This past week a missed security update contributed to a compromise at Matrix.org. As I have said before, for purposes of infrastructure design, it is prudent to consider CI/CD tools like Jenkins as “remote code execution as a service.” In the Continuous Delivery world, I think we have a serious problem with user education around securely running CI/CD tools; anything which can touch production represents a potential liability.

While these thoughts were bubbling around in my mind, I saw this tweet from Mrinal Mukherjee:

Many organisations tend to have separate non-production and production instances of a deployment orchestrator (@jenkinsci) to manage non-production and production deployments respectively. This, as opposed to a single instance which handles both use-cases. Thoughts?

In this post, I wanted to expand on my response:

I tend to prefer two systems because it is rather difficult to totally and completely secure credentials for production systems, when you give developers “Pipeline as code” :)

The “production” instance of Jenkins would typically just handle the last mile of delivery.

The unending trade-off infrastructure and tools developers must make is one of flexibility versus reliability. While it would be nice to live in a world where our automated systems allow code from individuals to fail in ways which do not adversely impact customers, for the most part we have to draw the line in the sand somewhere. Whether that is restricting access to networks, reducing the scopes of credentials, or by segmenting systems entirely. I do not view this as a problem, but a realistic approach to systems of safety.

My approach to this when structuring Jenkins infrastructure is to segment along “non-production” and “production” systems. The non-production system has non-production credentials, which have a low consequence if disclosed or misused by developers who author a Jenkinsfile. The production system however maintains production credentials, which are scoped to specific Folders or Pipelines in Jenkins, and does not process pull requests or any code not deemed fit for production, such as that in the master branch.

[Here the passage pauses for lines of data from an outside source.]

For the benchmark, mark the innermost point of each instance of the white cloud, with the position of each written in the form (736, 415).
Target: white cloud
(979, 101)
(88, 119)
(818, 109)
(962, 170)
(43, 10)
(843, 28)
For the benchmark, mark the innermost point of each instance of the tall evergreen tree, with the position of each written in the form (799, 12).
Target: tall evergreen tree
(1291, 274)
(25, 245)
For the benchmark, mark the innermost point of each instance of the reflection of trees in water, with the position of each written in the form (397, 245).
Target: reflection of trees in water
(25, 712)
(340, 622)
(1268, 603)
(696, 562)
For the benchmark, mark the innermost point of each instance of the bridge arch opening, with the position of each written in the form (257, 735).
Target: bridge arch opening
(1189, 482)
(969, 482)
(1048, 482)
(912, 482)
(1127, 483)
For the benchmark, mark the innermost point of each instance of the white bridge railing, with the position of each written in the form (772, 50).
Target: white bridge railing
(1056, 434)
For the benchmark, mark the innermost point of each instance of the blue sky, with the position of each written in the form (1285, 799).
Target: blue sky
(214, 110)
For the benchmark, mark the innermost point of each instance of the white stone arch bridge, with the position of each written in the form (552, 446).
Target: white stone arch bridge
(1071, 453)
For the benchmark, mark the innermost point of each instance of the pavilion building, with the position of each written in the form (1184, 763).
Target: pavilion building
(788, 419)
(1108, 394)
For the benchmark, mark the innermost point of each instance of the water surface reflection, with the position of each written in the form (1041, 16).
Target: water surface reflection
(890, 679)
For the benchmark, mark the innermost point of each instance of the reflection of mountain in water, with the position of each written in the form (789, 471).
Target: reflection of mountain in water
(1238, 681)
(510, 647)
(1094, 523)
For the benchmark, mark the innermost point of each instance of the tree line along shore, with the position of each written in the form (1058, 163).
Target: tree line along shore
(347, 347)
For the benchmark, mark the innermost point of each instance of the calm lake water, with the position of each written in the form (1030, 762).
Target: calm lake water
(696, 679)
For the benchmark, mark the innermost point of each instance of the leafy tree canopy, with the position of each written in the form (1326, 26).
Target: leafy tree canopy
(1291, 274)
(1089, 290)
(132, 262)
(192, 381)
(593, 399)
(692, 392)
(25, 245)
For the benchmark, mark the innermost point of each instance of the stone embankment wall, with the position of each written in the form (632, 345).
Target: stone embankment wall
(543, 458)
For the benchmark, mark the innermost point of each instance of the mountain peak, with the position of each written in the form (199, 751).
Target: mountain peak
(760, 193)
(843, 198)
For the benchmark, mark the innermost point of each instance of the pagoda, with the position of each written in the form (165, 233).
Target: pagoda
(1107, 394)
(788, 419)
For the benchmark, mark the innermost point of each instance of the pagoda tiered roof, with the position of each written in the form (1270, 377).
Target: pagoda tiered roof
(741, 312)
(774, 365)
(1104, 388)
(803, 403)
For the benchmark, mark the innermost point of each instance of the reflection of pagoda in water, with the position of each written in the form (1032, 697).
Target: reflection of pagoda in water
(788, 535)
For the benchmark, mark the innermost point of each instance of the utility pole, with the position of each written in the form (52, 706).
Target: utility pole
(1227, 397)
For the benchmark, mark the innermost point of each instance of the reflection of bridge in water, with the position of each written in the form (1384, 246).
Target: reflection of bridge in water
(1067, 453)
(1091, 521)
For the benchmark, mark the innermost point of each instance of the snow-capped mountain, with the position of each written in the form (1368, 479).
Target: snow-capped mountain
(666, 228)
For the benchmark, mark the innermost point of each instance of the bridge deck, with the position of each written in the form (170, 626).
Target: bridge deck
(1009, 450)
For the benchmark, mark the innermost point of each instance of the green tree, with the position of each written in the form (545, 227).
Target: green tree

If you step back from Jenkins itself and consider an application which stores highly valuable secrets, what would your defense in depth strategy look like? Running any app on a hostile network requires this kind of thinking. A critical credential or bit of data living in an application which is a single bug away from being exposed is simply bad design. We take this approach seriously in the Jenkins project, because we run a Jenkins environment on a hostile network, also known as “the internet.”

In our case, there are Jenkins environments on the public internet, but the Jenkins environments which hold deployment or production credentials are simply unroutable on the public internet. By requiring a jump host or a VPN to access the environment, it is simply impossible for an attacker who might be scanning cloud provider’s address space to find and compromise the environment. There are certainly other problematic avenues, but that’s where the “defense in depth” comes in again. I’ve wrote some more tips on managing credentials in Jenkins specifically in a previous blog post: It’s not stealing when you’re giving them away. One of my favorite approaches is using tools like Hashicorp Vault which can generate secrets dynamically, making the leakage of credentials less impactful.

Regardless, it is absolutely critical to put services which have production credentials, or keys which can lead to secondary levels of compromise behind VPNs or other encrypted gateways. The public internet is a scary place, and if you launch a Jenkins instance into AWS, Google Cloud, or Azure, I guarantee it will be scanned without 10-15 minutes by script kiddies.

CI/CD tools represent an ideal attack vector not only for credentials, but for other supply-chain attacks that could further compromise your end users. Designing a layered and secure approach to running any CI/CD tool is incredibly important for everybody shipping software today. But generally, please don’t let any single application be the sole line of defense between credentials or user data, and the goblins running around on public networks.